During my studies, I always wanted to see a "purely category-theoretical" proof of the Snake Lemma, i.e. a proof that constructs all morphisms (including the snake) and proves exactness via universal properties. It was an interest little shared by my teachers and fellow students, but I have recently found the time to pursue it again.

There is a wonderful book on category theory containing such a proof: *The Handbook of Categorical Algebra*, Volume 2, by Francis Borceux. I have a question about the proof, however, which I can't seem to resolve.

The Snake Lemma is Lemma 1.10.9, and I have a problem with one of the preliminaries: Namely, the "restricted" Snake Lemma 1.10.8.

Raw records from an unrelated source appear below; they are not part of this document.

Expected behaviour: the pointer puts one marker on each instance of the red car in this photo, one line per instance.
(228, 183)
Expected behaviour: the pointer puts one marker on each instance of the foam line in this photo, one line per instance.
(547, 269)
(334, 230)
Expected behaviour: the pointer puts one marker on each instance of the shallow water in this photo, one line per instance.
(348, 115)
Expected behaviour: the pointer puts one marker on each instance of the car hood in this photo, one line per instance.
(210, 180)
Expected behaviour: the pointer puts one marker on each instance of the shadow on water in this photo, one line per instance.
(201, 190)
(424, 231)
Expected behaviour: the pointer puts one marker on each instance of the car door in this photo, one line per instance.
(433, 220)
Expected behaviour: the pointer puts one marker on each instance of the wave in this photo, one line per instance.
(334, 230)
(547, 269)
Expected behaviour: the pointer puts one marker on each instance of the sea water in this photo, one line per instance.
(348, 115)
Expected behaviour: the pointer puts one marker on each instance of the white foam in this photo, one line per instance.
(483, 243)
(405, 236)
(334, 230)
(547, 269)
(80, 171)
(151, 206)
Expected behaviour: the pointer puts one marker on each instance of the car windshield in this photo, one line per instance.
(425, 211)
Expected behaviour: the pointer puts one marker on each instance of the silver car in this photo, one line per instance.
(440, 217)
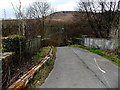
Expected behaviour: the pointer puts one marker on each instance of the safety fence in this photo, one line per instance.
(22, 82)
(101, 43)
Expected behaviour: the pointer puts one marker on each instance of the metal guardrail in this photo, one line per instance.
(22, 82)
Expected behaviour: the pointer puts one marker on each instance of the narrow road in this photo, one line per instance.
(77, 68)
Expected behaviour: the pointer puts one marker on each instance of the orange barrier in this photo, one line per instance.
(22, 82)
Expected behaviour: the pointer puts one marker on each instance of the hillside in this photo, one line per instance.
(63, 16)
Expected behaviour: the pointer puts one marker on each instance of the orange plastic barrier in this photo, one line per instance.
(22, 82)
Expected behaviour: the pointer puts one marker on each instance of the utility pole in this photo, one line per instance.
(0, 54)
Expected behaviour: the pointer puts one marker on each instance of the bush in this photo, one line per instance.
(14, 43)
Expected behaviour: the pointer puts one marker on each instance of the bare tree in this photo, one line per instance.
(20, 15)
(102, 15)
(39, 10)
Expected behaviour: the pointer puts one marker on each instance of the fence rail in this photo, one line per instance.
(101, 43)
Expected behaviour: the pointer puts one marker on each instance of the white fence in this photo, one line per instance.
(101, 43)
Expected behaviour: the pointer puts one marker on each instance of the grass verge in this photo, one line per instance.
(114, 58)
(44, 71)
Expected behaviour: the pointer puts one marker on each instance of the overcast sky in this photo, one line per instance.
(58, 5)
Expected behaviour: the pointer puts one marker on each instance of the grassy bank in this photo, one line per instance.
(114, 58)
(45, 70)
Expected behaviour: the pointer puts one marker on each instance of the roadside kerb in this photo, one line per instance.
(22, 82)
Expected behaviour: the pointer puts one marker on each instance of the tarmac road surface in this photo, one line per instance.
(77, 68)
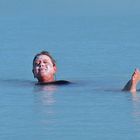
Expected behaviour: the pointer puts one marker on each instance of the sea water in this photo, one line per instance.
(97, 54)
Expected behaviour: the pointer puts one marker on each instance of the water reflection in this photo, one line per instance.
(45, 101)
(136, 107)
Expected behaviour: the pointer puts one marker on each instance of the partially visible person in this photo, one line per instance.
(132, 83)
(44, 69)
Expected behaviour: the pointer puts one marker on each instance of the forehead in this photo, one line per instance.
(42, 57)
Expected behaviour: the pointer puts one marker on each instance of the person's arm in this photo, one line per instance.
(132, 83)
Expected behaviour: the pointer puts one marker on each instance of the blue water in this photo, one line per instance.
(97, 53)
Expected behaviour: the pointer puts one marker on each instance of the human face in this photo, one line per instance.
(44, 69)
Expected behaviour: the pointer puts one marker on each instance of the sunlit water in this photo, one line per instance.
(97, 54)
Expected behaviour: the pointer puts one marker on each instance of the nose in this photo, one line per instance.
(42, 64)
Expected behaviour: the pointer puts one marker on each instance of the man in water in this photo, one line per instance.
(44, 69)
(132, 83)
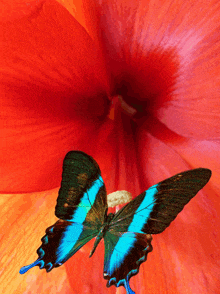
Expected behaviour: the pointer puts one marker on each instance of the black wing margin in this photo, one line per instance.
(152, 211)
(82, 193)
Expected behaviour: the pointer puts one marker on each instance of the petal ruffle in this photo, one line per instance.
(27, 216)
(190, 245)
(164, 59)
(53, 97)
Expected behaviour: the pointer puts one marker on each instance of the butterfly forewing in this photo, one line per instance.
(152, 211)
(81, 206)
(82, 195)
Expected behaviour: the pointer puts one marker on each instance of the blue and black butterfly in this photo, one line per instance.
(82, 210)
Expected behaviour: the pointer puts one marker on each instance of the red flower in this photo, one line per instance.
(61, 77)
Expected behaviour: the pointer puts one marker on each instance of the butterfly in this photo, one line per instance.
(82, 212)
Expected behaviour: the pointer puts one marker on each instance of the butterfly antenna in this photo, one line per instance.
(24, 269)
(127, 286)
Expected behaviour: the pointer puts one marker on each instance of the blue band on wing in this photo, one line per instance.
(70, 237)
(143, 212)
(123, 245)
(87, 201)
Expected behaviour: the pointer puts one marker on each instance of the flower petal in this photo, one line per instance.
(53, 97)
(28, 216)
(15, 9)
(164, 60)
(190, 245)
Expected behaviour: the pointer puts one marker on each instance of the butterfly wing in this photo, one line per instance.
(152, 211)
(81, 206)
(124, 252)
(82, 195)
(61, 241)
(126, 244)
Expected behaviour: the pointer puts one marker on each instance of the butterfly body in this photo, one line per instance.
(82, 212)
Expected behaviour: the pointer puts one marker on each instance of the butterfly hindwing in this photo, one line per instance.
(124, 252)
(152, 211)
(61, 241)
(81, 206)
(126, 245)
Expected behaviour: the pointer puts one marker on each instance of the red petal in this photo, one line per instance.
(53, 97)
(190, 245)
(164, 59)
(28, 215)
(15, 9)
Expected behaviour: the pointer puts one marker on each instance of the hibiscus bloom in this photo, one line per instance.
(135, 84)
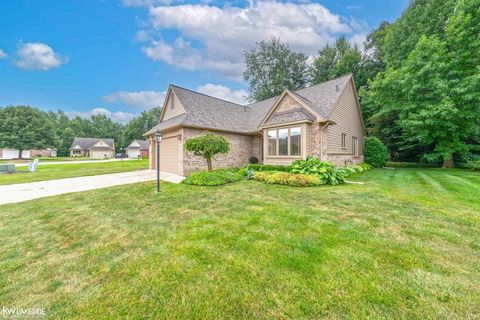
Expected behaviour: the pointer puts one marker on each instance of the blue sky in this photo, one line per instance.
(117, 57)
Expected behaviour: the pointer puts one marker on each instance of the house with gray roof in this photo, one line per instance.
(138, 149)
(323, 120)
(93, 148)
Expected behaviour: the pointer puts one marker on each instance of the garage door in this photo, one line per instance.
(133, 153)
(13, 154)
(169, 154)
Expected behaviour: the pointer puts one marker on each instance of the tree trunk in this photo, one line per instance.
(448, 163)
(209, 164)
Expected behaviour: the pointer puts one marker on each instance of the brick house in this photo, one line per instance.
(323, 120)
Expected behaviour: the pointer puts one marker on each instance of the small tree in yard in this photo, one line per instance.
(207, 145)
(26, 128)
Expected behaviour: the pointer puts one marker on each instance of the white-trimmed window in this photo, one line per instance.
(285, 142)
(344, 141)
(355, 146)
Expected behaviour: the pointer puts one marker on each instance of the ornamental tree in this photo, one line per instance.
(207, 146)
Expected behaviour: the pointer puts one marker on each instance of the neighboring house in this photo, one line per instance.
(92, 147)
(49, 152)
(323, 120)
(138, 149)
(13, 153)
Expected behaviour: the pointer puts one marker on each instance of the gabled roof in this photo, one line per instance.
(207, 112)
(88, 143)
(143, 144)
(294, 115)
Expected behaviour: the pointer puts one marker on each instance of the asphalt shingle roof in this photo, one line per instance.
(88, 143)
(143, 145)
(208, 112)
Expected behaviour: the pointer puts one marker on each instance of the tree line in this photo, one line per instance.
(418, 79)
(25, 127)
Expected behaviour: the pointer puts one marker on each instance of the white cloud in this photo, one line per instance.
(144, 3)
(141, 99)
(221, 35)
(38, 56)
(223, 92)
(117, 116)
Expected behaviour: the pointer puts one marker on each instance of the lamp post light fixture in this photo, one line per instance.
(158, 139)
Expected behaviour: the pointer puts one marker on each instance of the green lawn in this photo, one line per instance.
(60, 171)
(406, 244)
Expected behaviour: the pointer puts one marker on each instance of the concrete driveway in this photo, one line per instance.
(14, 193)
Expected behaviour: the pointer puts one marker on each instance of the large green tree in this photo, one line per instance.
(334, 61)
(428, 104)
(272, 67)
(24, 127)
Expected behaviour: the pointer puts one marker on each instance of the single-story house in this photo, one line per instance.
(323, 120)
(138, 149)
(49, 152)
(92, 147)
(13, 153)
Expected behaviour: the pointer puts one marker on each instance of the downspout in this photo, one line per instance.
(261, 145)
(321, 140)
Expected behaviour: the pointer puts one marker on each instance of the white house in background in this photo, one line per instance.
(92, 148)
(137, 149)
(13, 153)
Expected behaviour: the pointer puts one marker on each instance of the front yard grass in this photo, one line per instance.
(406, 244)
(61, 171)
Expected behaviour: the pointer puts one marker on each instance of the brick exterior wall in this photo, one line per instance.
(241, 149)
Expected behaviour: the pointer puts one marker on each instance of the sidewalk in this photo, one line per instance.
(33, 190)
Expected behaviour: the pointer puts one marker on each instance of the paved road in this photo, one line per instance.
(14, 193)
(73, 162)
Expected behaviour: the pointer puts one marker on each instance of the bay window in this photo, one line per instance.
(285, 141)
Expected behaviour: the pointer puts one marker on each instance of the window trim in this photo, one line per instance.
(343, 141)
(289, 144)
(355, 152)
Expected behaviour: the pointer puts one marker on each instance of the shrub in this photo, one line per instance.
(356, 168)
(207, 145)
(289, 179)
(473, 164)
(267, 167)
(376, 152)
(211, 178)
(253, 160)
(324, 170)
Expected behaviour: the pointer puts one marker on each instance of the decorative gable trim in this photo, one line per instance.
(297, 99)
(351, 82)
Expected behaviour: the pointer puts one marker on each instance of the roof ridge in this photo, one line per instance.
(206, 95)
(296, 91)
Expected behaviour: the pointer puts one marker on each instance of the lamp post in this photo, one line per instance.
(158, 139)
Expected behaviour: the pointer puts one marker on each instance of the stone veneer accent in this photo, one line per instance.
(240, 151)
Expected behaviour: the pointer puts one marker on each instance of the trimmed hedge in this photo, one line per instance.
(213, 178)
(267, 167)
(289, 179)
(376, 153)
(473, 164)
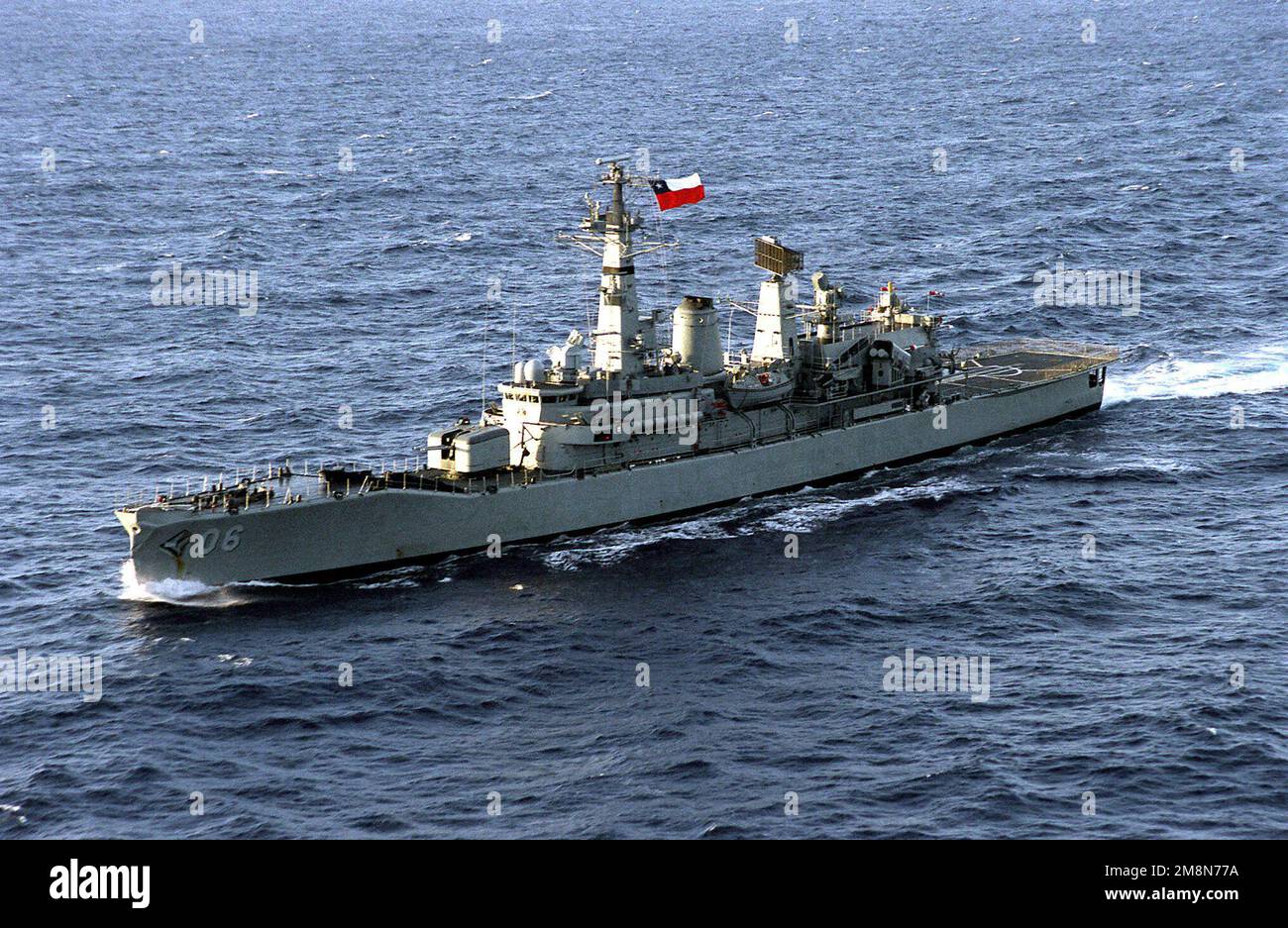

**Edit:** I scanned the diagrams in question from the book. The following is what we want, i.e. we want to construct $\omega$ from the rest of the diagram where all squares commute and all rows and columns are exact.

The construction is then as follows: $\Delta$ and $\Gamma$ are obtained by pull-back and we define $\Sigma:=\mathrm{Ker}(\Delta)$. Dually with $\Lambda$, $\Xi$ and $\Upsilon$.

On page 46, he says that

By lemma 1.10.1 and its dual, there are morphisms $\Psi$ and $\Omega$ making the diagram commutative and the outer columns exact.

I can not verify this statement. For instance concerning $\Psi$, it seems to me that in order to apply lemma 1.10.1, one would require that the sequence $(\Gamma,\lambda)$ is exact, but I do not see how that would follow from the construction. What am I doing wrong?!

**Edit:** Lemma 1.10.1 is the statement that in the following diagram, with commutative squares (1) and (2) and exact rows $(\zeta,\eta)$ and $(0,\nu,\xi)$ with $\gamma=\mathrm{Ker}(\theta)$, $\delta=\mathrm{Ker}(\lambda)$ and $\varepsilon=\mathrm{Ker}(\mu)$, there exist unique morphisms $\alpha$ and $\beta$ making the diagram commutative. Additionally, $(\alpha,\beta)$ is exact.